Photographs and articles from the archive.
TOO MANY GRAVE-DIGGERS. Mr Lowe, the cemetery superintendent, had to give an explanation as the Corporation accounts showed he had two or three unauthorised men almost constantly digging graves. Mr Lowe, in reply said they sometimes had” slip in,” as the ground was “wild,” and it took two men to make a grave. A brick grave would take two men ten days to make and he was not employed to dig the graves and remove refuse. There was quite a dispute over all this, Mr Lowe said there was more work than he could do. Mr Baugh proposed that they should solicit tenders for the digging of graves throughout the year, which was agreed to and asked if Lowe could do all the work except digging the graves. Lowe said he would require a man two days a week from April to December to assist. It looks like W H Lowe didn`t stay long after this.
Wrexham Guardian.17th February 1877 (Edited)

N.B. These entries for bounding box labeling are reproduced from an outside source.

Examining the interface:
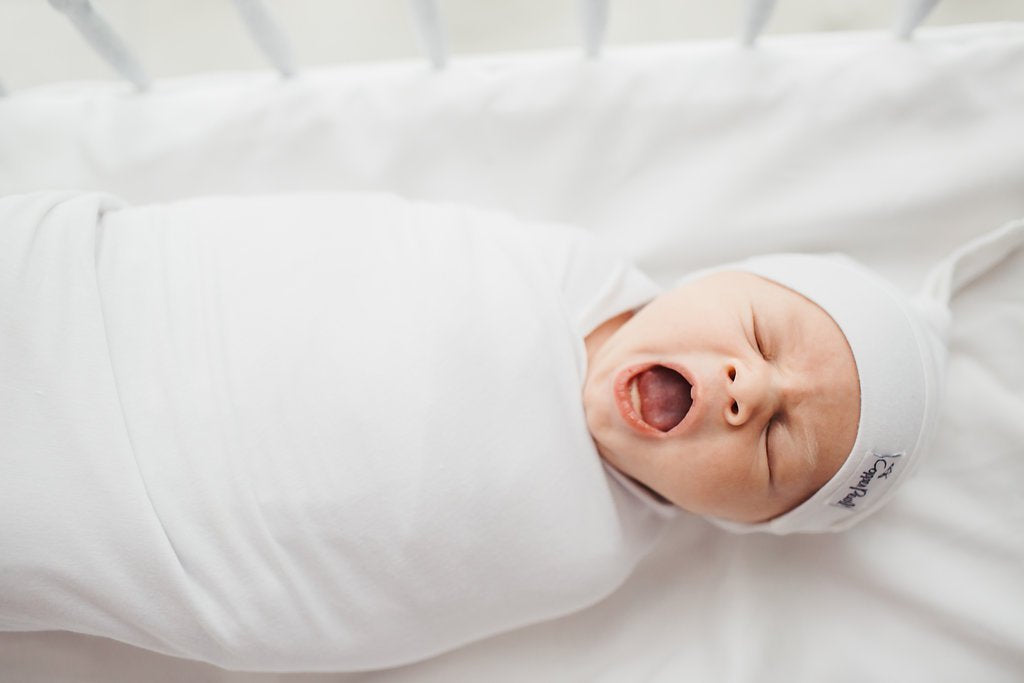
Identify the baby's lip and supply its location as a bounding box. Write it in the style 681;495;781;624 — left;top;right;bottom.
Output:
612;361;702;438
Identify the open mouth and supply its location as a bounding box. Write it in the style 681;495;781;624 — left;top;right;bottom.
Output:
629;366;693;432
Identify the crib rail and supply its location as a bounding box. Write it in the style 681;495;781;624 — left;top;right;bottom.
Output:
6;0;950;96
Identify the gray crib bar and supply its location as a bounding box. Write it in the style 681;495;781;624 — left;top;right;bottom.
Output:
16;0;954;92
580;0;608;59
739;0;775;47
893;0;939;40
48;0;150;90
410;0;447;69
234;0;295;78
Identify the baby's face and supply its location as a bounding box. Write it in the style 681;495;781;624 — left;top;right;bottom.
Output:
584;272;860;522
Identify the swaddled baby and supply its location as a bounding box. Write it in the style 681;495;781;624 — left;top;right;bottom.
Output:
0;193;1015;671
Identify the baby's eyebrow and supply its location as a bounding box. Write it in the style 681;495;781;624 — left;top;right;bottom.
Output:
801;420;818;468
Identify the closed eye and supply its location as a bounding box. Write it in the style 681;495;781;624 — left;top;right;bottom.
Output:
751;309;768;360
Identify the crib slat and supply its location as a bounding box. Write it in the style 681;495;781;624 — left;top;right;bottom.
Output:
893;0;939;40
410;0;447;69
739;0;775;47
580;0;608;59
48;0;150;90
234;0;295;78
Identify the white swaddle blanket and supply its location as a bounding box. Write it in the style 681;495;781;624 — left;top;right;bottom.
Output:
0;193;673;671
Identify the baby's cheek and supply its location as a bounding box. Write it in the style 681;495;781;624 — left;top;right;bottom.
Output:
665;441;757;510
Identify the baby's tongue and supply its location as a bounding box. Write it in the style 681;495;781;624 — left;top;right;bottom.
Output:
636;366;693;432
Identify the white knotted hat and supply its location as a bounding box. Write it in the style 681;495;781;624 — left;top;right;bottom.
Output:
686;219;1024;535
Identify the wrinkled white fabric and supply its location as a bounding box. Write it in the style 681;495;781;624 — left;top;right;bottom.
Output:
0;193;673;671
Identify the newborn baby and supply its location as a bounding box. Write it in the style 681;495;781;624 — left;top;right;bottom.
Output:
0;188;1003;671
584;271;860;522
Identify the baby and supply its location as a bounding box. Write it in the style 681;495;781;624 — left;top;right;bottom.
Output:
0;193;1007;671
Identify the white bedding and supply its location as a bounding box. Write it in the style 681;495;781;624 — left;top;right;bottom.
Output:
0;25;1024;681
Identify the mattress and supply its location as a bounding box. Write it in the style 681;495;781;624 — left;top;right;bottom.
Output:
0;18;1024;682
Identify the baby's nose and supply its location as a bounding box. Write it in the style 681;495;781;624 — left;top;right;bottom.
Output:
723;361;773;427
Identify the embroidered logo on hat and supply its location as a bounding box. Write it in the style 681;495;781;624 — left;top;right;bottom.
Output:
829;451;903;510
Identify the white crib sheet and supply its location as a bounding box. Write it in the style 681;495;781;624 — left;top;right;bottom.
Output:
0;20;1024;682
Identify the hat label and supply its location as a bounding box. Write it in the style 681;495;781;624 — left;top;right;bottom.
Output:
829;451;903;510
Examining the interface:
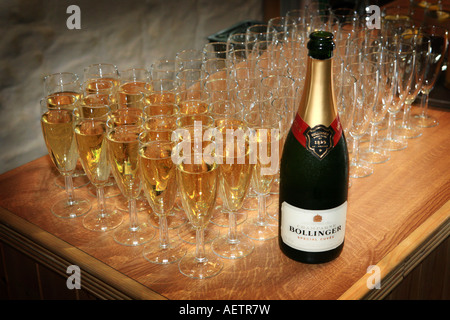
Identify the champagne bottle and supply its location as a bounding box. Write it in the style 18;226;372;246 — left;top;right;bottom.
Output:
278;31;349;263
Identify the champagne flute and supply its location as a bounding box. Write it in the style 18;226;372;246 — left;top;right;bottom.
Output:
397;29;431;139
211;119;254;259
139;115;186;229
178;140;223;279
361;50;395;163
172;114;219;244
106;117;155;246
347;60;379;178
117;68;152;110
412;25;449;128
382;35;415;151
73;104;123;232
139;139;186;264
242;109;281;240
208;100;247;227
40;95;91;218
44;72;89;189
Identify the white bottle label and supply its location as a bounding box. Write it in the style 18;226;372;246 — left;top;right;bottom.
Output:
280;201;347;252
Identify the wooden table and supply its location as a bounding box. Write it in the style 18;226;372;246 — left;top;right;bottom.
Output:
0;105;450;300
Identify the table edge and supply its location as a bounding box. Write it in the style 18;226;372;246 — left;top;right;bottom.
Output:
338;200;450;300
0;207;167;300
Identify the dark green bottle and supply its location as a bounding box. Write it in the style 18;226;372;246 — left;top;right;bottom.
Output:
278;31;349;263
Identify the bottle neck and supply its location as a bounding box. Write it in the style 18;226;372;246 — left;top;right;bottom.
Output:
298;56;337;128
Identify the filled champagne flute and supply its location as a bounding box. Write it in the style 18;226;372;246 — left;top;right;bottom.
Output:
178;140;223;279
211;119;254;259
40;95;91;218
172;114;219;244
208;100;247;227
139;139;186;264
44;72;89;189
73;104;123;232
382;35;416;151
397;28;431;139
139;115;187;229
242;109;281;240
106;117;155;246
83;63;120;87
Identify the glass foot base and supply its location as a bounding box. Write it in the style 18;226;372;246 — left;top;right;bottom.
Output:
83;210;123;232
350;163;373;178
178;253;223;279
114;223;155;247
360;151;391;164
396;127;422;139
411;114;439;128
51;198;91;219
211;234;255;259
210;206;247;228
148;209;187;230
142;240;186;264
178;223;220;244
242;219;278;241
381;139;408;151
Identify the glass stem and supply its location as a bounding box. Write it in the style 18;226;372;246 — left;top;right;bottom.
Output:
352;137;360;166
369;123;378;152
228;211;238;243
386;112;395;141
64;174;74;205
402;103;411;129
420;93;428;118
195;228;206;262
128;198;138;231
256;194;266;226
159;214;169;249
97;187;106;217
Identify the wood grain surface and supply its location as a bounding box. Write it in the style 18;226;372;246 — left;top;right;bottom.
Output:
0;105;450;300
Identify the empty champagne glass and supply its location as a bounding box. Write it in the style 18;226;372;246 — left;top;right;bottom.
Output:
40;95;91;218
381;35;415;151
211;118;254;259
347;61;379;178
83;63;119;86
361;50;395;163
242;109;281;240
412;25;449;128
139;139;186;264
106;116;155;246
150;58;177;81
73;101;123;232
175;140;223;279
172;114;219;244
397;29;431;139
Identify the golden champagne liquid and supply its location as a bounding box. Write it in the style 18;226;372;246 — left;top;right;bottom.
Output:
177;163;219;228
143;115;177;141
74;120;111;187
178;100;208;114
215;125;254;212
107;125;141;199
145;91;176;104
41;109;78;175
47;91;81;108
252;128;280;194
84;78;119;94
139;142;177;216
117;81;151;109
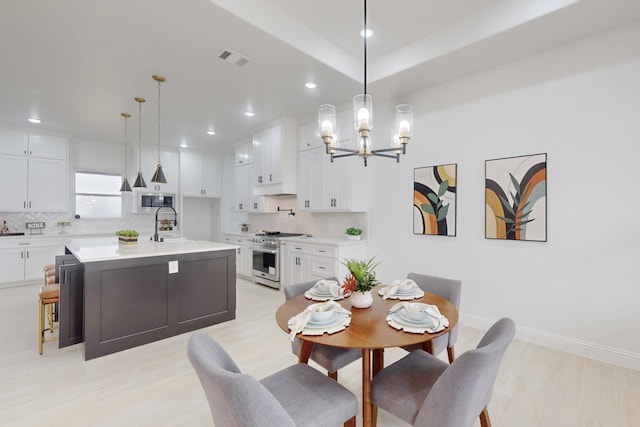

APPOINTMENT OF A NEW SUPERINTENDENT OF THE CEMETERY. The Council held an election for a successor to W. Lowe as superintendent at the Cemetery. Applications were received from David Morris, 26 Beast market; Samuel Aston, 31 Hope- street; Thomas Lawley, Vron Colliery; Samuel Macaulay, HIrder; and Isaac Jackson, Rhostyllen. Alderman Beale proposed David Morris, and Alderman Owen proposed Isaac Jackson. On a show of hands being taken David Morris was elected.
28th April 1877 (Edited)
Wrexham Advertiser. 6th April 1878
Henry Day was charged by Mr Morris with damaging the cemetery greenhouse. He was found early in the morning in the greenhouse lying down at full length; he had climbed the cemetery wall and broken the glass. A number of plants had been damaged as well as the glass. Henry had asked to be admitted to the Union Workhouse, but was refused as he was drunk.